Part of a series saluting artist-illustrator Mitchell Hooks.

The Affairs of Nicholas Solon, by Monroe Engel (Popular Giant, 1960). This novel was originally published, in 1959, as The Visions of Nicholas Solon.

Monday, April 13, 2020

Hooks Hits: Benson’s Bay State Cops

Part of a series saluting artist-illustrator Mitchell Hooks.

Lily in Her Coffin, by Ben Benson (Pennant, 1953)

According to the French version of Wikipedia, Benjamin Benson was born in Boston, Massachusetts, on September 24, 1913. (The Golden Age of Detection Wiki insists he took his first breaths in 1915, instead.) He reportedly died in New York City on April 29, 1959, at age 45. The site goes on to explain that Benson was the son of Russian immigrants, studied law at Boston University, and for a spell worked as a sales representative for Lipton tea.

“During the Second World War,” says Wikipedia, “he enlisted in the American army. Seriously injured at the Battle of the Bulge in 1945, he had to undergo numerous surgical operations for three years before being demobilized in 1948. As early as 1942, he published a work devoted to hikers, but it was during his long successive hospitalizations,” which reduced his mobility and subjected him to physical rehab, “that he began his real career as a writer.”

(Left) The back cover of Lily in Her Coffin. Click to enlarge.

Benson went on to produce 10 mysteries starring Wade Paris, a guy who once dreamed of becoming a doctor but is now an investigator with the Massachusetts State Police. “Deeply human, he abhors corruption and violence,” says Wikipedia.
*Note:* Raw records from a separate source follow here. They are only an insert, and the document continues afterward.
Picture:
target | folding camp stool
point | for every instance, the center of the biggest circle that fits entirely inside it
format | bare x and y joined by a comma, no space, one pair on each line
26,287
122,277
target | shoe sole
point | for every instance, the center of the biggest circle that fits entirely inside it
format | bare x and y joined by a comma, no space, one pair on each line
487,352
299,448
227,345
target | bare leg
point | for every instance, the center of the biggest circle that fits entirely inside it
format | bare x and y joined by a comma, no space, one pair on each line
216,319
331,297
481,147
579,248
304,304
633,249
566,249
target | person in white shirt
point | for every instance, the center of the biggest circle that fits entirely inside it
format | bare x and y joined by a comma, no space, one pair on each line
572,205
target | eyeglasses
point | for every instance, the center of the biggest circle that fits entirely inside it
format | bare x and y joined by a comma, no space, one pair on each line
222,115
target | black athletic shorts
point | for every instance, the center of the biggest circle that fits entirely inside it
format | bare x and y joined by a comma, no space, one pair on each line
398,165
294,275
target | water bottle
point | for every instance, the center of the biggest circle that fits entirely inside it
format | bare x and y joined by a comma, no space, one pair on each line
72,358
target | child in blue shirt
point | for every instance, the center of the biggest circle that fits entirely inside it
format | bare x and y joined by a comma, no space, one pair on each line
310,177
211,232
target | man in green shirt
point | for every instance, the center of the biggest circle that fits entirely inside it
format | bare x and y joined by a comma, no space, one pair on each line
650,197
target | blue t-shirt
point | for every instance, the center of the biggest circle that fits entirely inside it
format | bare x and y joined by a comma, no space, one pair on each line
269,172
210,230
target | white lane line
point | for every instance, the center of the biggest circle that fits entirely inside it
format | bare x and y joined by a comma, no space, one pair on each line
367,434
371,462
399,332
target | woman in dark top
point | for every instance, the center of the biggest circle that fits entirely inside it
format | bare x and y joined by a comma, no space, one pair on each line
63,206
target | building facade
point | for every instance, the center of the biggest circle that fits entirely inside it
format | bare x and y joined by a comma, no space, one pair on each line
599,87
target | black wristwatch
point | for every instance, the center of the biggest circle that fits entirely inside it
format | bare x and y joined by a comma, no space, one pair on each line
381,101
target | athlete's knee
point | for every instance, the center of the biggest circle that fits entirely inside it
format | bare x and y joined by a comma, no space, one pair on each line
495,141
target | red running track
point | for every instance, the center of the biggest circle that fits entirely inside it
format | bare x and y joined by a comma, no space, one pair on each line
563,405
Paris made his initial appearance in 1951’s Alibi at Dusk; Lily in Her Coffin (1952), shown atop this post, was the fourth entry in that series, following Stamped for Murder. Target in Taffeta (1953) and The Blonde in Black (1953) are probably the other two best-known Paris yarns.

In 1953’s The Venus Death (shown below), Benson introduced a second fictional protagonist, again with the Massachusetts State Police: rookie uniformed Trooper Ralph Lindsay. “[J]ust as morally upright as Wade Paris …, he often teams up with veteran Joe Sewell. He considers his work essential,” Wikipedia notes, “because the militia is a kind of shield that protects society.” Lindsay featured in half a dozen more books, concluding with Seven Steps East in 1959.

In addition to his two series, Benson published a couple of other books: The Black Mirror (1957), which built around yet another state trooper, this one being Detective Sergeant Peter Bradford; and The Frightened Ladies (1959), a compilation of two novelettes. The cover at the bottom of this post comes from the 1962 Bantam paperback edition of The Frightened Ladies, with artwork by Hooks.

Ben Benson (not to be confused with O.G. “Ben” Benson, the author of Cain’s Woman) reportedly died of a heart attack.